Business and IT must decide at which point a sale is categorized as a sale, or exactly when a particular month of marketing initiatives comes to a close. Also, a company that has IBM for a client, for example, will need to decide whether that company will be known in their system as IBM or International Business Machines, because if the name of the company doesn't sync up, the historical data or analyses related to that company are likely to be flawed.
"You've got to get everyone agreeing to the definitions early, because even if you've captured the data right and you've done the right technical quality transformation processes, inevitably the user base that is reading this thing is going to come back and produce [incorrect] reports," Karrenbauer said.
Beware of frequent patching
The rate at which database and other IT vendors release patches for their systems has increased greatly in recent years, and this can potentially lead to data warehousing problems, Karrenbauer warned.

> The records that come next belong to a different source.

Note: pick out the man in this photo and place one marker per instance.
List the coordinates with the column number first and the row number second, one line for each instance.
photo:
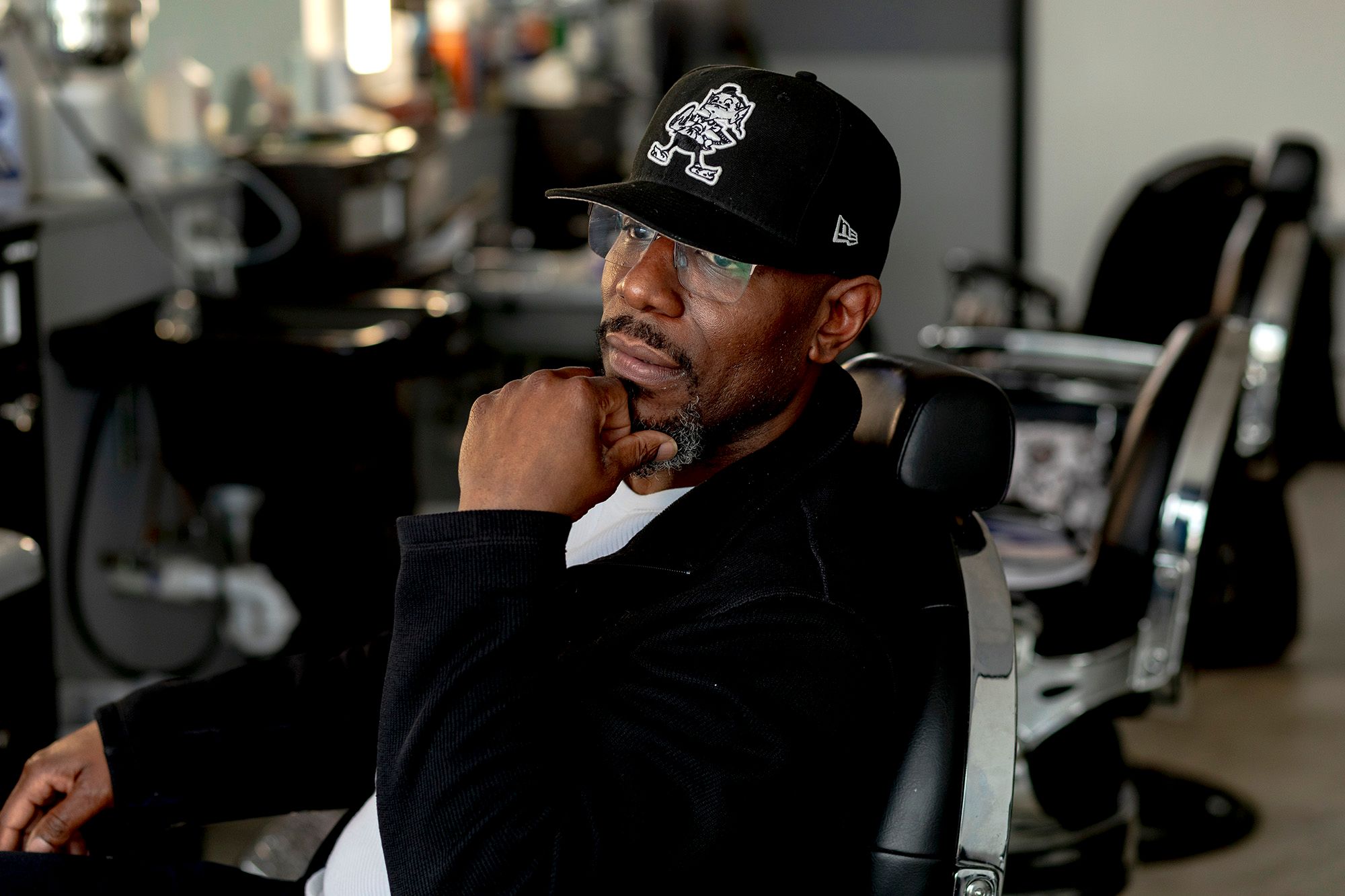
column 692, row 689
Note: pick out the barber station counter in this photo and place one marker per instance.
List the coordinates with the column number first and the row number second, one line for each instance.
column 536, row 303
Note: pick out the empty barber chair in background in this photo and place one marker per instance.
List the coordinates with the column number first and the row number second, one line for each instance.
column 1105, row 634
column 949, row 439
column 1211, row 236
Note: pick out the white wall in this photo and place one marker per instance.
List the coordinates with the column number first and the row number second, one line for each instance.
column 1116, row 88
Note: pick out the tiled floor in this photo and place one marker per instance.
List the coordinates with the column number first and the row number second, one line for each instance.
column 1274, row 736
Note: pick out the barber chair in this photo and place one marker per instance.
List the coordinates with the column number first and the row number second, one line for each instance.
column 948, row 436
column 1214, row 236
column 1105, row 634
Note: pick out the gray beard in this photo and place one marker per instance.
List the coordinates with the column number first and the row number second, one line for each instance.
column 688, row 431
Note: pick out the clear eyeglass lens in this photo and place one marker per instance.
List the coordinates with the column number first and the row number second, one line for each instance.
column 623, row 241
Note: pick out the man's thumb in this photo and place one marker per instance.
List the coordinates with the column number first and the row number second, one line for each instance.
column 641, row 448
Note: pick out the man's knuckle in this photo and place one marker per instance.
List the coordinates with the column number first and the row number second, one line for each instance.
column 56, row 826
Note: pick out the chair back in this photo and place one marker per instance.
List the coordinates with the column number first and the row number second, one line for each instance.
column 948, row 436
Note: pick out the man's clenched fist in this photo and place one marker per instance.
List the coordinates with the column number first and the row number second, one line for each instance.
column 61, row 788
column 558, row 440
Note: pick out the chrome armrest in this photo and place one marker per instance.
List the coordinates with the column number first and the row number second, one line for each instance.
column 1048, row 352
column 21, row 564
column 992, row 748
column 1163, row 631
column 1273, row 315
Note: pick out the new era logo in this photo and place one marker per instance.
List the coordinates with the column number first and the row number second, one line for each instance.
column 845, row 233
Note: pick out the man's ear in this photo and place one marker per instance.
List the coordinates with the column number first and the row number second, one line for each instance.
column 844, row 311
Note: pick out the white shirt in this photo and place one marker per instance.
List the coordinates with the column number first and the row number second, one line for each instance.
column 357, row 866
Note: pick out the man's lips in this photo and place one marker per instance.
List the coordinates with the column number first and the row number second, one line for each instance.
column 641, row 352
column 641, row 362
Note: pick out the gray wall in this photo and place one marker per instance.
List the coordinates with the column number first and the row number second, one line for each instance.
column 227, row 36
column 1118, row 88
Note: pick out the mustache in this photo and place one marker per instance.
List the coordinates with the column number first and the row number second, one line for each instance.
column 646, row 333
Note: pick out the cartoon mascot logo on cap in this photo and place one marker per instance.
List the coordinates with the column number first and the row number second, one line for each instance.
column 703, row 128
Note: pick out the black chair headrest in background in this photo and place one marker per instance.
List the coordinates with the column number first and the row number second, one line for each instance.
column 949, row 431
column 1289, row 178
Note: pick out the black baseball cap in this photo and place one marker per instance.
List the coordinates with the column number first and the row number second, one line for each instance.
column 763, row 167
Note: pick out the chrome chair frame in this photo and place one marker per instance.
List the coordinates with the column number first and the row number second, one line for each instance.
column 21, row 564
column 989, row 778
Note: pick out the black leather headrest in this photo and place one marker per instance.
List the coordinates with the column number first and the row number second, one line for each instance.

Whereas major patch releases used to come out with new versions of software, today vendors are issuing patches as often as every two weeks, Karrenbauer said. As a result, his company is starting to see mismatches between client software and server software.
"There has got to be a better mechanism or more automated testing brought into the environment so that a lot of time isn't wasted every time there is a new fix, patch or some kind of issue," he said.
Potential operational data store problems
Firms that opt to follow Greenbaum's suggestion and build a small operational data store for simple analyses and reporting can learn a great deal from TDWI conference attendee William Foster, a senior business data strategist with IBM who works on IBM's internal information management projects, specifically those projects related to customer sales and order status.
Foster said he's been working on IBM's operational data store initiative for about five years, and while the system has made great progress, it is still far from perfect, thanks mainly to what he calls the prevalence of "non-normalized" data.
"We're still discovering non-normalized information, meaning that we thought we knew what data was when it was coming in, but it apparently wasn't researched well enough," Foster said. "We didn't understand what this particular value meant or what that particular field was, but rather than leave it out, we just brought it in and called it something and hoped that we would figure it out later."
As a result, IBM is getting lots of nulls in the database because disparate sources of information were not reconciled in all cases.
The lesson learned?
"Those nulls much of the time represented an opportunity where we could have found a home and normalized the field consistently across the whole enterprise where it would have made more sense," Foster said.